Esempio n. 1
0
def start_wyspider(siteurl): # 启动爬虫和fuzz类
	# 目标赋值
	if "://" not in siteurl:
		siteurl = 'http://%s' % siteurl.rstrip('/')
	siteurl = siteurl.rstrip('/')
	basedomain = get_basedomain(siteurl)

	print '-' * 50
	print '* scan %s start' % siteurl
	print '-' * 50

	# 初始化字典
	fuzz_bak = ProcessDic(package_ext_dict).parser()
	fuzz_tmp = ProcessDic(tempfile_ext_dict).parser()

	bak_ext_re = '|'.join(fuzz_bak).replace('.', '\.') # 生成常见备份文件规则
	fuzz_filename_replace = {'%EXT%':default_extion,'%BAK_EXT%':bak_ext_re}
	fuzz_filename = ProcessDic(filename_dict,fuzz_filename_replace).parser()

	fuzz_webdirs = ProcessDic(directory_dict).parser()
	fuzz_webdirs_common = ProcessDic(directory_common_dict).parser()

	# 传递一个siteurl,返回当前网页下的三层链接资源
	link_datas = GetAllLink(siteurl).start()

	fuzzdir_request_set = {} # 目录fuzz请求集合
	fuzzfile_request_set = [] # 文件fuzz请求集合

	# 分析爬虫获取的链接,得到所有已知的WEB目录,生成目录FUZZ
	url_webdirs = []
	for category in link_datas.keys():
		if category == 'a': # 所有a=href资源
			for key in link_datas[category].keys(): # 这里的KEY只是域名对象,可以跳过处理
				for second_key in link_datas[category][key].keys(): # 处理第二层的KEY
					url_webdirs.extend(get_segments(second_key))
					urlgenerator_obj = UrlGenerator(second_key, fuzz_bak, fuzz_tmp, extion=default_extion)
					fuzzfile_request_set.extend(urlgenerator_obj.generator())
					for url_values in link_datas[category][key][second_key]: # 处理第二层KEY下的所有(三层链接)
						url_webdirs.extend(get_segments(url_values))
						urlgenerator_obj = UrlGenerator(url_values, fuzz_bak, fuzz_tmp, extion=default_extion)
						fuzzfile_request_set.extend(urlgenerator_obj.generator())
		else: # 所有静态资源(img,link,script)
			pass # 暂不处理静态资源
			# for key in link_datas[category].keys(): # 这里的KEY只是域名对象,可以跳过处理
			# 	for url_values in link_datas[category][key]:
			# 		url_webdirs.extend(get_segments(url_values))

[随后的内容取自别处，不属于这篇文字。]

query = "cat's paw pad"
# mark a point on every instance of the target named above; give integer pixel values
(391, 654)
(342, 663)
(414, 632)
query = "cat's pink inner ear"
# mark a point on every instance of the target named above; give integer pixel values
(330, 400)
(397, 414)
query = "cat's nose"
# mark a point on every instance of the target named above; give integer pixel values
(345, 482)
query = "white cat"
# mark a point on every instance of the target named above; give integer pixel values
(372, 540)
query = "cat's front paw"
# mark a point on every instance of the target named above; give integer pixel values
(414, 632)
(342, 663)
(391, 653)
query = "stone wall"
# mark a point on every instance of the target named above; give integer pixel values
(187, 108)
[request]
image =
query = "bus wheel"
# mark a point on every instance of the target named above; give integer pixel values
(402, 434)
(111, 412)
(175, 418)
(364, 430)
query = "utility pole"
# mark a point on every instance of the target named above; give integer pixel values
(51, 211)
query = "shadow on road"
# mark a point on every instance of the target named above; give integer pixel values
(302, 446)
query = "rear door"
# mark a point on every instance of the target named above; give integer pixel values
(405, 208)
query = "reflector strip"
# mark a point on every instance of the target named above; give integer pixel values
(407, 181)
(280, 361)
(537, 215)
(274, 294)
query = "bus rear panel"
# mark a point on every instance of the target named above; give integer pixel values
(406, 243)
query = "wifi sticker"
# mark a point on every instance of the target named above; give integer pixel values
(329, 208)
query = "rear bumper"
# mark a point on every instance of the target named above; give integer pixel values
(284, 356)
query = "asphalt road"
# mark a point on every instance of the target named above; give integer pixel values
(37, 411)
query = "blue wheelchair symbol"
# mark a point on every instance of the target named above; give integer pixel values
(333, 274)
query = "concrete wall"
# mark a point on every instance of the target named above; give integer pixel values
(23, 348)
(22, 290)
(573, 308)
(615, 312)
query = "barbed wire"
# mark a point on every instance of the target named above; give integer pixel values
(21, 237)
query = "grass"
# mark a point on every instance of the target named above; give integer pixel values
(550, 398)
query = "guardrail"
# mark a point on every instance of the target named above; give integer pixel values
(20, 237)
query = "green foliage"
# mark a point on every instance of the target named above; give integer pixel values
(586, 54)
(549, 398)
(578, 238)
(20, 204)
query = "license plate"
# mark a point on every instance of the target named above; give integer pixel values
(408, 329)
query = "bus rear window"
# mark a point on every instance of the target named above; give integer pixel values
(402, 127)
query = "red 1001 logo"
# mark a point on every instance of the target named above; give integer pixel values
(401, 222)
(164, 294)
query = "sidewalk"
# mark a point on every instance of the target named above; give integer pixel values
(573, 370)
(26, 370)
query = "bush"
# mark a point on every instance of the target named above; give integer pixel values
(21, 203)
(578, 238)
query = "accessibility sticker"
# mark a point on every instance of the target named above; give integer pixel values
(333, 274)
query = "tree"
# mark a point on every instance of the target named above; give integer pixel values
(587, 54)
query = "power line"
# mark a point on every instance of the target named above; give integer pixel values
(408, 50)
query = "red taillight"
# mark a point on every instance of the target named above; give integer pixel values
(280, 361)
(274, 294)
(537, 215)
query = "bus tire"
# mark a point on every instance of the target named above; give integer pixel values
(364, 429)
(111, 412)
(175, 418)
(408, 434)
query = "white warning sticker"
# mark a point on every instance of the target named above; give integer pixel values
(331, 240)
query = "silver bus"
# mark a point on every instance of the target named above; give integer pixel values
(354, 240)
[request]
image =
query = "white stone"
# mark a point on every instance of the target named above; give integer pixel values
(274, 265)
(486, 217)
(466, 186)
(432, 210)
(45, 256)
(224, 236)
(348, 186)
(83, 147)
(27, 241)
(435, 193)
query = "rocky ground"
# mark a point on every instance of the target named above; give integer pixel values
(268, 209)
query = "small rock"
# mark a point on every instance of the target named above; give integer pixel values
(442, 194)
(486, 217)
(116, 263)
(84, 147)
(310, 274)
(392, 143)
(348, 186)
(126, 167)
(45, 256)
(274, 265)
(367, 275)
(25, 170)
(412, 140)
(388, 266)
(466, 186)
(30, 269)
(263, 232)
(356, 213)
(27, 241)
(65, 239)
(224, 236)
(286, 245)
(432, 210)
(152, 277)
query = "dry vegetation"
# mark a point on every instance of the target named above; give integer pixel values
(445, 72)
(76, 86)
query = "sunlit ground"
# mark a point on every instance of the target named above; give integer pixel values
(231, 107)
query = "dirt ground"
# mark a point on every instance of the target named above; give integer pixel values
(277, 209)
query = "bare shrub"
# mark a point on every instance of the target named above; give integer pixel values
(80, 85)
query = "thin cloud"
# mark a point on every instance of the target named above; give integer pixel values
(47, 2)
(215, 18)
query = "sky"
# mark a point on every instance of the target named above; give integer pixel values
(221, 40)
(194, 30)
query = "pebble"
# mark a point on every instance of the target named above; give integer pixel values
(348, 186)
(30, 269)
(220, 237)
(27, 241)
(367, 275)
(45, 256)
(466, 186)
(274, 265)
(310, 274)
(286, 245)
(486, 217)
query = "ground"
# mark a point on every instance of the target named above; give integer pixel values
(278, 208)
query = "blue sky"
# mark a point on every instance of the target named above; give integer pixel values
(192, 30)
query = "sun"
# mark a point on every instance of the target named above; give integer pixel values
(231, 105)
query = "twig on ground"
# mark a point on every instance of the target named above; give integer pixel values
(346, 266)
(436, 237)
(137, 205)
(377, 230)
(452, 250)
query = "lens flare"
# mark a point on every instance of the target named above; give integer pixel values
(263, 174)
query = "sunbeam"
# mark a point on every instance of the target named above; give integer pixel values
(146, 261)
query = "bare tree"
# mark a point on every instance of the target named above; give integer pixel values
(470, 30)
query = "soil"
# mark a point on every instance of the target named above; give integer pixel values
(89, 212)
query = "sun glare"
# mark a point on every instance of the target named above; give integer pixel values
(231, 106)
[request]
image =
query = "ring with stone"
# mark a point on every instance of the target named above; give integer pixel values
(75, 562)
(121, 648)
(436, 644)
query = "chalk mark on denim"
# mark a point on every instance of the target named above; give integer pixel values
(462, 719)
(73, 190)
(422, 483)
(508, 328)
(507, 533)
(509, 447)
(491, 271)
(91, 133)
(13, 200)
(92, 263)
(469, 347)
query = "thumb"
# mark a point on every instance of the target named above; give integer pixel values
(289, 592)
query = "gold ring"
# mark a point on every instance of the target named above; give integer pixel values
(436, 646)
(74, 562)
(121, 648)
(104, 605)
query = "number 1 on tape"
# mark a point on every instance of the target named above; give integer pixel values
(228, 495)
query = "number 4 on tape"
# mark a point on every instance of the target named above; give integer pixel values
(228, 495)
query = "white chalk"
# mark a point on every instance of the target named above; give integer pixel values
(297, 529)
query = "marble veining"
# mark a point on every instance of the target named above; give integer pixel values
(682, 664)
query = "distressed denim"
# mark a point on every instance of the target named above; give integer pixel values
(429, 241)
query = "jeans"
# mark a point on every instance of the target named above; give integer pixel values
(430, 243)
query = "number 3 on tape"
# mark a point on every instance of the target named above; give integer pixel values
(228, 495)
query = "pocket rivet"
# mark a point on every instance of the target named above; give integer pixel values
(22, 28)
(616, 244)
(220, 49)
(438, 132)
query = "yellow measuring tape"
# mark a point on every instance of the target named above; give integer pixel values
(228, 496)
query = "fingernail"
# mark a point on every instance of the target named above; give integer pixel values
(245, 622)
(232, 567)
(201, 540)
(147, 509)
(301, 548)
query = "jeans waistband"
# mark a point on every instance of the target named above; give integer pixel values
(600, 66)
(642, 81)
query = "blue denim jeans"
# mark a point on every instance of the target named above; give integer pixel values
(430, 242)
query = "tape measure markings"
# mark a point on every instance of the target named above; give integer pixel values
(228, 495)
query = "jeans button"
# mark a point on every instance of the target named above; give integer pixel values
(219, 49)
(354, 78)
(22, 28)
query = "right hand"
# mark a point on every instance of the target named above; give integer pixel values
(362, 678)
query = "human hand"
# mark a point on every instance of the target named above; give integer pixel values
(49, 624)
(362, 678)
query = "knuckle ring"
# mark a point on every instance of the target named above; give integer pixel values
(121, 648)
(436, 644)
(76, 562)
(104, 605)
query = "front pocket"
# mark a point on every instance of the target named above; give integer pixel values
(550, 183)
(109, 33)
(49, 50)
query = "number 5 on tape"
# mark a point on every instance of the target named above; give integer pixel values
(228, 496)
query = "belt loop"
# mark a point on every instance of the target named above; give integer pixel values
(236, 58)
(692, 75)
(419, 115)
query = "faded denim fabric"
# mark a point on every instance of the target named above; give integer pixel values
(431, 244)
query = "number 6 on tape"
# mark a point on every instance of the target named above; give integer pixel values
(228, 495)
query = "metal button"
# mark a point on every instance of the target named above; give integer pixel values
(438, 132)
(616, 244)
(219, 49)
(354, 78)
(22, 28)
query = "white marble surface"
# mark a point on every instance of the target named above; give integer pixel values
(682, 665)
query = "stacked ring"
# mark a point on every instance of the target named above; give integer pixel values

	url_webdirs = list(set(url_webdirs))
	possibility_urls = {siteurl:[]} # fuzz目录列表
	possibility_files = {siteurl:[]} # fuzz 文件列表

	for webdir in url_webdirs: # 生成存在的服务器列表
		if basedomain in webdir:
			httpurl = urlparse.urlparse(webdir).scheme+'://'+urlparse.urlparse(webdir).netloc
			if not possibility_urls.has_key(httpurl):
				possibility_urls[httpurl] = []
			possibility_urls[httpurl].append(webdir)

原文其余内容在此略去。